Sabtu (27/1) lalu, Harian ini mengundang dokter Johanes Don Bosco Do, seorang mantan birokrat yang juga sudah lama berada di hulu kebijakan pemerintahan dalam sebuah diskusi bulanan. Dia diberi kesempatan untuk menyampaikan gagasannya mengenai apa yang harus dilakukan untuk mengisi daerah baru itu. Ada 20 orang hadir dalam diskusi ini. Semua orang yang hadir diberi kesempatan untuk berbicara dan mengemukakan pendapatnya. Sehingga sejak awal Harian ini membatasi jumlah peserta diskusi.

Ada banyak gagasan cerdas yang disampaikan dalam diskusi ini baik dari Johanes Don Bosco maupun dari peserta diskusi. Di balik diskusi terbatas bulanan ini, Harian ini ingin mendorong agar wacana intelektual di Flores makin menguat sehingga dengan itu masyarakat dibantu untuk membuat keputusan-keputusan yang cerdas. Jika ruang-ruang publiknya ditaburi wacana intelektual yang cerdas, maka masyarakat akan dengan mudah mengambil keputusan. Itulah yang menjadi sasaran dari Harian ini.

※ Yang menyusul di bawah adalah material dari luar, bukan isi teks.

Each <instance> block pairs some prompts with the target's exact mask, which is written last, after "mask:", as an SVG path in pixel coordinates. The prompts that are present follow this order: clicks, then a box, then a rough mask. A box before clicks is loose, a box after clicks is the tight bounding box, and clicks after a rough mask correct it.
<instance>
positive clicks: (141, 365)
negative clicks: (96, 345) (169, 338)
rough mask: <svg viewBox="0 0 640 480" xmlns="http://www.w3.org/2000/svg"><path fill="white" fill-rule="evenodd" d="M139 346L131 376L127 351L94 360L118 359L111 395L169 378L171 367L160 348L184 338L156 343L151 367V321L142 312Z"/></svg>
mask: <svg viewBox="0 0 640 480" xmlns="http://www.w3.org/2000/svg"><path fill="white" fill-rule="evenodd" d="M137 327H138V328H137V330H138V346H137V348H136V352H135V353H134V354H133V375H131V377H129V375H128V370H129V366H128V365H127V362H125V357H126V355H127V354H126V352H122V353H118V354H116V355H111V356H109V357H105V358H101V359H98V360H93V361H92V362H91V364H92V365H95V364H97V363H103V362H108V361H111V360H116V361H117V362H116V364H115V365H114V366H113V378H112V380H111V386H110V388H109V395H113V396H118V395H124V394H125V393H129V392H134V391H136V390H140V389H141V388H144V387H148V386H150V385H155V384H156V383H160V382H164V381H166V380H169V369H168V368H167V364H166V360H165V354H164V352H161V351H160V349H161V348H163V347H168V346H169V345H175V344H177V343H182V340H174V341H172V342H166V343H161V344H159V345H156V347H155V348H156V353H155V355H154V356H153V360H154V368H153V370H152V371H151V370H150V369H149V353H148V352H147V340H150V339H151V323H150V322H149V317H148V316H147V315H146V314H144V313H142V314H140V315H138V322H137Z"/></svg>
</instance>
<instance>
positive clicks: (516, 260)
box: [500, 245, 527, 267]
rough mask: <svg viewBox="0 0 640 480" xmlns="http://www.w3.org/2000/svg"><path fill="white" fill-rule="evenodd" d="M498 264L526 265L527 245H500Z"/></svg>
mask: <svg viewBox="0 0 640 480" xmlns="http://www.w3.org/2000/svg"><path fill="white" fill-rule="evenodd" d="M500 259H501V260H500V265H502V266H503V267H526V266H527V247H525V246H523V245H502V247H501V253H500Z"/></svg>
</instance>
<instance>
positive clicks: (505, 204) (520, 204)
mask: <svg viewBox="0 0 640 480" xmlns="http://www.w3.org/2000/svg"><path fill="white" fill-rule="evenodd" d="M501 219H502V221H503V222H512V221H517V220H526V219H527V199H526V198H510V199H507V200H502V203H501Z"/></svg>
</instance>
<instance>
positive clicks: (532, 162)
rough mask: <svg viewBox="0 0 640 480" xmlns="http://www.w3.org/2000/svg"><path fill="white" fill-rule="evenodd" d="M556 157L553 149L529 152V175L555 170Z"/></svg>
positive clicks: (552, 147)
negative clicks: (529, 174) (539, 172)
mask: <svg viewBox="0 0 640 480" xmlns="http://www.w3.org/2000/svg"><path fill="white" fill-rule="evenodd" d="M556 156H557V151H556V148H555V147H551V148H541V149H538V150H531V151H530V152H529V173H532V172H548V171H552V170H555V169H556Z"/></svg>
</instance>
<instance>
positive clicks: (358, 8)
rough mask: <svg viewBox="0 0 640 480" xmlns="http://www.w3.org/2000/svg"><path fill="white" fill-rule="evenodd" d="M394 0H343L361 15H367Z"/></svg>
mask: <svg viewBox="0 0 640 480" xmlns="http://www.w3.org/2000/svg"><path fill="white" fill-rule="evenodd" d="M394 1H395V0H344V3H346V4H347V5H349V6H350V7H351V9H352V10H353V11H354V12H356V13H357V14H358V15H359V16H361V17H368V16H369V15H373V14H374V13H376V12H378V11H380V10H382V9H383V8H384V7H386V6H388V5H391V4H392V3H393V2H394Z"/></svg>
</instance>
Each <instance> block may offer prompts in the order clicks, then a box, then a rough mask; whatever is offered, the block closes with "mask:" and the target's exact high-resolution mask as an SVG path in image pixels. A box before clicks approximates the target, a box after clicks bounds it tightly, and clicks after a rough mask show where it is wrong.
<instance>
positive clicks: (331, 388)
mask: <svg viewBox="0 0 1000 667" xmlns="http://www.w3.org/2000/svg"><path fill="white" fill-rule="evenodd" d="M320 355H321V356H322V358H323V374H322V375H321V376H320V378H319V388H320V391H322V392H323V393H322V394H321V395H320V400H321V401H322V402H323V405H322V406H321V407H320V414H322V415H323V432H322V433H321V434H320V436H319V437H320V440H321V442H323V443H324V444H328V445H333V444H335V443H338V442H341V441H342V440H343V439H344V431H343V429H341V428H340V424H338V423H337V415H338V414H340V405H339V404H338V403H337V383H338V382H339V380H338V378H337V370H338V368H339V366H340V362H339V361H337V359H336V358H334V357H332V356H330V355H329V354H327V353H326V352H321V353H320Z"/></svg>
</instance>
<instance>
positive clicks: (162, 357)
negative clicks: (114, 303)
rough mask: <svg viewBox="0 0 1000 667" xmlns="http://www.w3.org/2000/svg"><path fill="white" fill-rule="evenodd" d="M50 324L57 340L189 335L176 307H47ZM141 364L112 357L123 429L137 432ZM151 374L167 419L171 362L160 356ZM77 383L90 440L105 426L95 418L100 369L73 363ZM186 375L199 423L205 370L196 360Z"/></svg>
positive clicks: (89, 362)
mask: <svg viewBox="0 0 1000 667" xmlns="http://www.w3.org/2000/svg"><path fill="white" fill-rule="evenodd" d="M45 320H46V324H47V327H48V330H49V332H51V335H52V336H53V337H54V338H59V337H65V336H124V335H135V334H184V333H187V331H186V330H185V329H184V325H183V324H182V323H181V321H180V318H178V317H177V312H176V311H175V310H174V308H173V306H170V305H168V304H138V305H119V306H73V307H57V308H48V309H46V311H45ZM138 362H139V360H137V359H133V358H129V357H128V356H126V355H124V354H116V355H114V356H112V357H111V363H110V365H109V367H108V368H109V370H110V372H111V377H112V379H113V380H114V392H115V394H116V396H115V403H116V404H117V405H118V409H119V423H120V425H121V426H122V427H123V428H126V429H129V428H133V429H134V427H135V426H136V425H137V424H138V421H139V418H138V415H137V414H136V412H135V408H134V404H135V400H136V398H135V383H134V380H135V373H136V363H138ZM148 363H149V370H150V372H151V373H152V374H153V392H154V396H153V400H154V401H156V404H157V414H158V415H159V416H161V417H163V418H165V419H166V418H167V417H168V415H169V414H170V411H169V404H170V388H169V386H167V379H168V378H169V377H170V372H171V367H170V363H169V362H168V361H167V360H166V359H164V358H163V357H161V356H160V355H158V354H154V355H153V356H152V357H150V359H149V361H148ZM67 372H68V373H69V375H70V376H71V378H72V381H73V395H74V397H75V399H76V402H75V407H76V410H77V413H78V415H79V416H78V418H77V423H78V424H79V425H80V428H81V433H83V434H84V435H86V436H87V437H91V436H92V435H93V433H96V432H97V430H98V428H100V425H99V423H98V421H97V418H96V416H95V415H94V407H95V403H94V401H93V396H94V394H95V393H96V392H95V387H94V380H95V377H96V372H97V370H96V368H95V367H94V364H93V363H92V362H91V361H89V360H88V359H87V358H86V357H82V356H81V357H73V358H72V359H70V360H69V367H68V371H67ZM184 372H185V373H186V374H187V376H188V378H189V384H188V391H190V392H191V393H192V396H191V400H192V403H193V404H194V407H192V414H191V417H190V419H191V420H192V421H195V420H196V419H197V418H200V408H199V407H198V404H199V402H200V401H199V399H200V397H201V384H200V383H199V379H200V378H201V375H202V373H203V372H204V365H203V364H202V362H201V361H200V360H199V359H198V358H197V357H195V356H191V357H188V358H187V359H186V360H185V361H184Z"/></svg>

Dengan demikian, di tengah keraguan mengenai sumber daya manusia Flores, kita ingin agar diskusi ini menjadi ajang menghimpun kekuatan intelektual yang ada pada masyarakat kita. Sehingga Harian ini hanyalah forum di mana lalulintas ide itu bisa ditampung, digodok, dan disajikan ke masyarakat.
Pertanyaan mendasar dalam pemekaran daerah baru itu adalah untuk kepentingan siapa daerah baru itu dimekarkan. Betapapun ada keinginan kuat untuk menyeimbangkan excecutive heavy selama orde baru dengan legislative heavy serta civil society di satu sisi, tetaplah birokrasi memegang peranan penting. Sebagaimana dikatakan Johanes Don Bosco Do, peranan birokrat amat dominan dalam pemekaran daerah itu, sehingga birokrat yang paling berkepentingan di sana. Kalau demikian, maka elite birokrat termasuk elite politik dituntut untuk tidak membuat daerah baru itu sebuah kapling baru atau semacam kue yang mesti dibagi-bagikan karena rasa lapar yang ngeri.
Untuk mengembalikan pemekaran daerah baru ke fitrahnya yang asli, tentu saja diperlukan kepemimpinan yang kuat. Itulah intisari terpenting lainnya dari diskusi itu. Kerena kebijakan apakah pro rakyat atau tidak, lahir dari tangan seorang pemimpin. Dialah yang bergerak di hulu kebijakan. Kalau hulunya kurang jernih, penuh kepentingan, penuh dengan KKN, bermain di air keruh, maka jelas hilirnya akan keruh, penuh dengan intrik kekuasaan, berlumuran dengan korupsi, nepotisme, dan kolusi, dan politik balas jasa. Di sinilah pentingnya kita memilih pemimpin yang tidak saja baik hati, melainkan cerdas untuk menentukan kebijakan yang tepat demi kemakmuran rakyat. Sehingga Kualitas kepemimpinan adalah salah satu faktor yang menentukan apa isi dari daerah baru itu.